Isso lhes é impossível, pois não
conhecem as possibilidades do veículo a não
ser repetir modismos comprometedores. Os enlatados estrangeiros
são sempre exclusivos e as novelas, desaguadouro
de nossas experiências, pecam pelo primarismo
e pieguice que são a única "contribuição"
deles. Apesar de tudo, descobriram a montar em movimento,
como sempre fez o cinema americano, russo ou de atualidades
(devido as facilidades do corte eletrônico que
dispensa coladeira e "durex" e mais facilmente
"acha" o momento do corte de imagem/som dinâmicos).
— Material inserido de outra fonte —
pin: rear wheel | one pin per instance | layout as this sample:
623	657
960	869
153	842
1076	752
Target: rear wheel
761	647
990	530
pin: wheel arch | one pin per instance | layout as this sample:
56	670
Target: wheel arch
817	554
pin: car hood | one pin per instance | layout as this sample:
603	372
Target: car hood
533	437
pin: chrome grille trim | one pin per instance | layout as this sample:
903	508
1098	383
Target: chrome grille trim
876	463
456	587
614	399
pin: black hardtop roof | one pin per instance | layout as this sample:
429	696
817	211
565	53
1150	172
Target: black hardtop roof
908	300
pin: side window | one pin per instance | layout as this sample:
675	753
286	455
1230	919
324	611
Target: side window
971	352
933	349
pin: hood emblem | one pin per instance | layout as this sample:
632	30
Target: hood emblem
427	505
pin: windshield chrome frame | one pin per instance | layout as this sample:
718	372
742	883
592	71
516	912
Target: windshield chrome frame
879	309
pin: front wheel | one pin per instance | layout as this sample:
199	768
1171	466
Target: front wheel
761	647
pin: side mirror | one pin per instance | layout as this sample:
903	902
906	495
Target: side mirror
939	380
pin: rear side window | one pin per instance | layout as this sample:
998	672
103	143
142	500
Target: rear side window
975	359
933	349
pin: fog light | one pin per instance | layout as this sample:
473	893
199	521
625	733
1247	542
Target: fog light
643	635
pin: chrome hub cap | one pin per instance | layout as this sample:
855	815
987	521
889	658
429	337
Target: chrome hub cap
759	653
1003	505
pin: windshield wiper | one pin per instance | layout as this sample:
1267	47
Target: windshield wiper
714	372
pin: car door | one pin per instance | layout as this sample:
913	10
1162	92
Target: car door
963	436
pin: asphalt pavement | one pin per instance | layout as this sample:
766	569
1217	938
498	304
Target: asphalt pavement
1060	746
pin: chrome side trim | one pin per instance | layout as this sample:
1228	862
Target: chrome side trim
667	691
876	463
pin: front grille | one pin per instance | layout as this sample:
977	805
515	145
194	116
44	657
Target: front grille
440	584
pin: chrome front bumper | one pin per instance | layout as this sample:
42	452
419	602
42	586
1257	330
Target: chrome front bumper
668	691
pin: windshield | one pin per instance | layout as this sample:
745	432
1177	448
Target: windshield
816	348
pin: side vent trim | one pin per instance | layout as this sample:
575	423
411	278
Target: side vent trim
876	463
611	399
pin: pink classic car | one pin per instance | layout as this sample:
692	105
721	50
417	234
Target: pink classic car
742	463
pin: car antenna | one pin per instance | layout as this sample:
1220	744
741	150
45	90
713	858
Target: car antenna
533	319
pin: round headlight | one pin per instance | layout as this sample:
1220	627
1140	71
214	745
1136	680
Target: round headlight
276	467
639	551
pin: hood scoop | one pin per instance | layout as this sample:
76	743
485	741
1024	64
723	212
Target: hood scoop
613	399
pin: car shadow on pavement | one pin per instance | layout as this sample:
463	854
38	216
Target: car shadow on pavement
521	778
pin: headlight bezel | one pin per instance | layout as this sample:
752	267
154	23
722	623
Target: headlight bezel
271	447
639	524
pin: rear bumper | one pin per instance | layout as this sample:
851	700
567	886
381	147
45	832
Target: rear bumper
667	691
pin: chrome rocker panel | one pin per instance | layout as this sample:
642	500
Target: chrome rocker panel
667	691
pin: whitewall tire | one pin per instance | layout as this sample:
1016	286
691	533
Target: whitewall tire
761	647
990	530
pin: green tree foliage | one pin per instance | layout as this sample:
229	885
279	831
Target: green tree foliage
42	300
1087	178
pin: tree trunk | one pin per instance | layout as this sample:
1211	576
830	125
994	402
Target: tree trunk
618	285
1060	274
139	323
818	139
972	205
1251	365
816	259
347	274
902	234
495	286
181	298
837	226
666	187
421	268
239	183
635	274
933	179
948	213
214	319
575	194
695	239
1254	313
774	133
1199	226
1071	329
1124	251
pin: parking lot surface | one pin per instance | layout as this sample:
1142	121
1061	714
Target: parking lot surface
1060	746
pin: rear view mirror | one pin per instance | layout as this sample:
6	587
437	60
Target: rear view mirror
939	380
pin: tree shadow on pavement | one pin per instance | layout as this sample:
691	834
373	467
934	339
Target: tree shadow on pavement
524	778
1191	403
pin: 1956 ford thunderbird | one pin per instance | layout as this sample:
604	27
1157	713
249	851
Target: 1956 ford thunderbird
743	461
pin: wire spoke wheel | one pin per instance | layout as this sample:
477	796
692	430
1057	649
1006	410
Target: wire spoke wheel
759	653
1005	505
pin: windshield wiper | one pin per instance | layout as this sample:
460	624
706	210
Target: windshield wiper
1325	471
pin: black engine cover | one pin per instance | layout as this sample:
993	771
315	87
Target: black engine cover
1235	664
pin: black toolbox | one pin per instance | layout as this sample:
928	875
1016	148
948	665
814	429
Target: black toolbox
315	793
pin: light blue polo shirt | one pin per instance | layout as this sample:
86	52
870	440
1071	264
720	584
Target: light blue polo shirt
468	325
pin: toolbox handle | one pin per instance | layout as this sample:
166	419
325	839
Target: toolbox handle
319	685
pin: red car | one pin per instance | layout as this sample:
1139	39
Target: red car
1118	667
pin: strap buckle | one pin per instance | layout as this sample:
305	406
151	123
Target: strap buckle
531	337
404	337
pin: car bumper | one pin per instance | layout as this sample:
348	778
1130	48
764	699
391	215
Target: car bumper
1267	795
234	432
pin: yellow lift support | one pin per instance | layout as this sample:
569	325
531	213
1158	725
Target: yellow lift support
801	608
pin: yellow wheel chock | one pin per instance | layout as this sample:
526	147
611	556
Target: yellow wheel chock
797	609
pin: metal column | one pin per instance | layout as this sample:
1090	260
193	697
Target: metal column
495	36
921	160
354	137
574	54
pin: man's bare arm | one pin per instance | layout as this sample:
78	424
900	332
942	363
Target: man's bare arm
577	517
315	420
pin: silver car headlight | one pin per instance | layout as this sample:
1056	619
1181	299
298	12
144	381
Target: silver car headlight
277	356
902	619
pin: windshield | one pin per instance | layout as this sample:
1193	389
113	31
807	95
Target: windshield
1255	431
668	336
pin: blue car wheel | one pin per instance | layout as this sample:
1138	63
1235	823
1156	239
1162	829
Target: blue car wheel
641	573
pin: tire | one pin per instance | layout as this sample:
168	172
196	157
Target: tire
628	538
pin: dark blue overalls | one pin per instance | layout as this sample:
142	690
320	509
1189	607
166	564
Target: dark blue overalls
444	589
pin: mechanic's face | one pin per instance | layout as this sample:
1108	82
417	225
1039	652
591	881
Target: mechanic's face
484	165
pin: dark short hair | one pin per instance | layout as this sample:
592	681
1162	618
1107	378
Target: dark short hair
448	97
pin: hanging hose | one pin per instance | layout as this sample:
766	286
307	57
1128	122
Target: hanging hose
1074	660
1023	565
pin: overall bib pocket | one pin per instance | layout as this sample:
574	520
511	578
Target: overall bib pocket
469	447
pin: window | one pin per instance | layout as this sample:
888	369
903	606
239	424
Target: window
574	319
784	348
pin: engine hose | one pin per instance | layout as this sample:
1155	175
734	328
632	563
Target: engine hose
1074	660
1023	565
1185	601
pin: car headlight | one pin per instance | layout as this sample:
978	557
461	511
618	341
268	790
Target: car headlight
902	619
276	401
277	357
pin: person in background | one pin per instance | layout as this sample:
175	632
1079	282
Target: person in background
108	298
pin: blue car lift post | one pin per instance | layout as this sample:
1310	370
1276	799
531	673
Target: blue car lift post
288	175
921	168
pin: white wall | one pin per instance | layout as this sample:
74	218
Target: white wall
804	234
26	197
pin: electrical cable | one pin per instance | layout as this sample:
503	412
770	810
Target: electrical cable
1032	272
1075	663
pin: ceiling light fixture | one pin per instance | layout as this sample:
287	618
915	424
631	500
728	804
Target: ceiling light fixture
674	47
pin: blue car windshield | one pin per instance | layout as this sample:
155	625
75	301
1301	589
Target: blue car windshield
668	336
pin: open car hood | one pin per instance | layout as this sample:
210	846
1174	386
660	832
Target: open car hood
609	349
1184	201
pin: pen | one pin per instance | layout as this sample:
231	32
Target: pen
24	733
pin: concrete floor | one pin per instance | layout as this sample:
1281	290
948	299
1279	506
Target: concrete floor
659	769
Chegaram a fazer capítulos melhores do que baboseiras
tipo Bye-Bye Brasil (deveria se chamar: "I’m
Sorry, Brasil", expressão de má consciência),
mas não saem de tiques, inflexões, closes
sistemáticos de pessoas comendo e falando (como
se com isso pudéssemos formar uma civilização),
apresentam manequins sofríveis "crentes
que estão abafando", bonecos sem alma (e
os jovens copiam em todo território aquela forma
antiga e nada moderna de ser frio mas meloso, falso
e convencido, metido a conformista) em um modelo de
comportamento desejado sobre nossas casas sem um recuo
crítico ou a mais leve insinuação
do mal que os acomete: standartização
alma brasileira, evasão de energia mental, mediocrização
de um país que, assim, nunca chegará a
ser nação. Um outro enlatado é
bom (destaco ao acaso: Assassinato de um Presidente,
Executive-Action, com roteiro de Dalton Trumbo;
Família Rico, com Ben Gazarra e outras
raras surpresas). O resto é creche contaminada
pela violência pornográfica. Filmes nacionais
de envergadura, jamais. Cinema americano do bom, impossível
(onde anda a cópia de Soberba que a "Vênus"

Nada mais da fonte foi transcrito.